Amen. The 10-year-overnight-success speech is the first one you hear in any responsible acting class. No matter. Every day, a fresh crop of rubes pile out of the bus, stars in their eyes, looking for the Schwab’s counter.
That’s no excuse to move slow though.
[…] you must move very fast […]
because it’s a long journey!
it’s important to be frugal – you don’t want to starve to death…
Strangely, this post almost exactly describes my adventures in Oregon Trail.
Thanks for this article, Jeff. We’re in public beta with our app, colaab, at the minute so it’s good to be reminded that patience and letting traffic slowly build up can be a successful strategy.
I discovered codinghorror one night. read the insightful posts over the course of the night. By morning I was on the path to becoming a better developer. As far as I am concerned, you ARE an overnight success. Thanks for everything.
Plus one for it takes time and years of effort. Our startup Tonsho.com - an email service for sending large files was released in beta in April 2008. We’ve now got 600 free users and 5 pro users. It took 6 months after beta launch before we got good enough to get our first pro user. We’ve still got more things planned than we can have time for!
Good luck with Stack Overflow - the first problem I searched for was already in there shortly after launch - so its looking good!

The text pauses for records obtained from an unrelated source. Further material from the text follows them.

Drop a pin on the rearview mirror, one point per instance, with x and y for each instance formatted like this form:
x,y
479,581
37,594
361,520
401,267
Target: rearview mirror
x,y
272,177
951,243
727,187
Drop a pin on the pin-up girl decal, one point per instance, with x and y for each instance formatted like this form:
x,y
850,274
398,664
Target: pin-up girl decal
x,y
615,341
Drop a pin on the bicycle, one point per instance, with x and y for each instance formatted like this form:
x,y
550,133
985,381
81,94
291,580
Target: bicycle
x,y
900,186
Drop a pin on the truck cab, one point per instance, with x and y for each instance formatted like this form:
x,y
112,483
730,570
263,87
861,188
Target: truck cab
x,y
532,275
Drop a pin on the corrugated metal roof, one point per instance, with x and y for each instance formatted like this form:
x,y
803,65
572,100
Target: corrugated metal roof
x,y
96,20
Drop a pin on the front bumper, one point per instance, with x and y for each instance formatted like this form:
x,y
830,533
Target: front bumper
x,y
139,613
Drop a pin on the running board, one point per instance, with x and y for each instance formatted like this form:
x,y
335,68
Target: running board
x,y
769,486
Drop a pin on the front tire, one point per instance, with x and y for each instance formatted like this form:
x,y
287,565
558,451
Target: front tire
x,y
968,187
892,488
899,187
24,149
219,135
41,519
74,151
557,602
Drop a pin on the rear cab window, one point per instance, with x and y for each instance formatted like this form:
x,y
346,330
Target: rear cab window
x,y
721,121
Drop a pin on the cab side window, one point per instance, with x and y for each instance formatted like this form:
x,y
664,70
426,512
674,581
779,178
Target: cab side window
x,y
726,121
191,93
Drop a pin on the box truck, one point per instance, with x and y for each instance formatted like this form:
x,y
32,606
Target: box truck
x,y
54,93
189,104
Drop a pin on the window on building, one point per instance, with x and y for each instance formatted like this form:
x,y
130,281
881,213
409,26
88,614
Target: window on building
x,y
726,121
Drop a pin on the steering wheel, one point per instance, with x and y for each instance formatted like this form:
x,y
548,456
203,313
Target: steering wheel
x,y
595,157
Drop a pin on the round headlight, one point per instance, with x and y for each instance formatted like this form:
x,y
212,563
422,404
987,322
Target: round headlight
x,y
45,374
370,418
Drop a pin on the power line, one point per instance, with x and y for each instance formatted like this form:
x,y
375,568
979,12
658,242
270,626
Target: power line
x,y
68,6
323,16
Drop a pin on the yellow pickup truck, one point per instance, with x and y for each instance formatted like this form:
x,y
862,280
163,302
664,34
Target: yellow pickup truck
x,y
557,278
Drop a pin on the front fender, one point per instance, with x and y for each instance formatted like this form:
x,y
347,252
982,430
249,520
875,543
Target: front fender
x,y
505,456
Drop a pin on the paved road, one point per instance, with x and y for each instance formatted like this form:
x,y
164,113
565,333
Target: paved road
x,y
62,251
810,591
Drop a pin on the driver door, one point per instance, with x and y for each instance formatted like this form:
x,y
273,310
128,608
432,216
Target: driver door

Great article, I completely agree having experienced the same need to grind away at a project for years on end with our sports management site (thats free by the way) at www.teamzonesports.com.
If your working for many years on such a site/startup/whatever… how do you mange not getting any money for it? Do you work only in the evenings/weekends or did you manage somehow to get a little bit of money before everything starts… or what?